Леонид стукнул себя по лбу:
– Ну и дурак же я! Совсем забыл, что я искал соль, а банки выложил из ящика. Вот склероз! Почему же я обратно их в ящик не положил?
– А ты мой спальный мешок на них уронил, – высказал я свою догадку.
– Нет, это начальник во всём виноват. Сбил меня с толку. «Украли! Украли», – передразнил он Голованова, копируя его голос до точности, как пародист.
Мы весело и облегченно рассмеялись.
– Коля, пора тебе в райцентр уезжать. Одичал в глуши, – высказалась за всех Клава, и первая вышла из палатки.
Хорошо, что так закончилось. Сразу пропала тревога. Голованов потерянно и чуть виновато посмотрел на нас, вышел из палатки, не говоря ни слова.


***

Мы шли между двумя сопками. Откосы которых круто поднимались вверх. Рюкзаки наши были полны грибов. Маслята встречали нас дружными семейками, прямо выбегали к нам на тропу. Не надо даже сворачивать в сторону. Нагибайся и режь перочинным ножиком упругую ножку.
Некоторые грибы поклевали кедровки, погрызли белки и зайцы. Им тоже хочется попробовать вкусного лакомства, да пришла пора готовить запасы на зиму.
Кедровка – крикливая птица. Не даёт прохода никому, ни зверю, ни человеку. Охотники её не любят.
Увидев кого-нибудь, кедровка закричит, а из клюва выскочит шишка с орешками или орешек. Орешки, прорастая, дают всходы маленькой хвойной веточке. Вот и отвоевал новое пространство стланик, перелетая от материнского куста на целые километры. За это хвала птице сеятельнице!

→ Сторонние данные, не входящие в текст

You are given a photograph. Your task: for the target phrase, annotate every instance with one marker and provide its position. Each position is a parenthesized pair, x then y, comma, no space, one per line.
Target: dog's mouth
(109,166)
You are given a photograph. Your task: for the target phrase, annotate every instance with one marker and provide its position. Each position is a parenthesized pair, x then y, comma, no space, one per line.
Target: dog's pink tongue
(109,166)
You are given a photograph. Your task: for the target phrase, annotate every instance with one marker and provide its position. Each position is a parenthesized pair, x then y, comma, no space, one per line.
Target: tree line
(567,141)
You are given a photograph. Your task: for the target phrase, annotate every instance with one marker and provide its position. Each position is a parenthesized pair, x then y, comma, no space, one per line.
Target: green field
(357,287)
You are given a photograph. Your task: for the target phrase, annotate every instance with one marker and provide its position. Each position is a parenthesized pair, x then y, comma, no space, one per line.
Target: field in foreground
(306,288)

– Этим стлаником мы от цинги спасались, –сказал Леонид.
Много Леонид знает, если его не торопить, при случае, он задумается о чём-то своём пережитом, его душа, видимо, не терпит одиночества, он начинает свой рассказ.
За несколько месяцев прожитых с ним вместе я его раскусил. Он с виду такой нелюдимый. А на самом деле бурной была его жизнь. Ушли годы. Морщинами покрылось его лицо. Сам он неказистый на вид. Волосы редкие. Бородка небольшая. На загорелых щёках всегда щетина.

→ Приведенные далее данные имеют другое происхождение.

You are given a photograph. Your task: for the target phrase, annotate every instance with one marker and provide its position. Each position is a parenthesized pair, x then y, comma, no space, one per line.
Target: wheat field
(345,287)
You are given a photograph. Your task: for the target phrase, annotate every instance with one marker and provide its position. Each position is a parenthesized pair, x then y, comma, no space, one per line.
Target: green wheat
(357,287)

Одет в рубашку защитного цвета, старую застиранную, но аккуратно заштопанную. Обувь носит малого размера. Не скажешь, что он старик. Очень подвижный. Необходимо отметить, что он никогда не жаловался на свою судьбу.
Шёл следом за Леонидом и посматривал по сторонам. Кусты чёрной смородины ломились от крупных ягод. Я проходил мимо них равнодушно, так как набил уже оскомину во рту.
Леонид, заметив поваленный ствол, свернул с тропинки. У ствола снял рюкзак. Осторожно поставил его на землю, чтобы не помять грибы.
Я же от неопытности, а может от лени, бросил рюкзак на землю, посчитав, что маслятам от такой небрежности ничего не сделается, всё равно их в котелок.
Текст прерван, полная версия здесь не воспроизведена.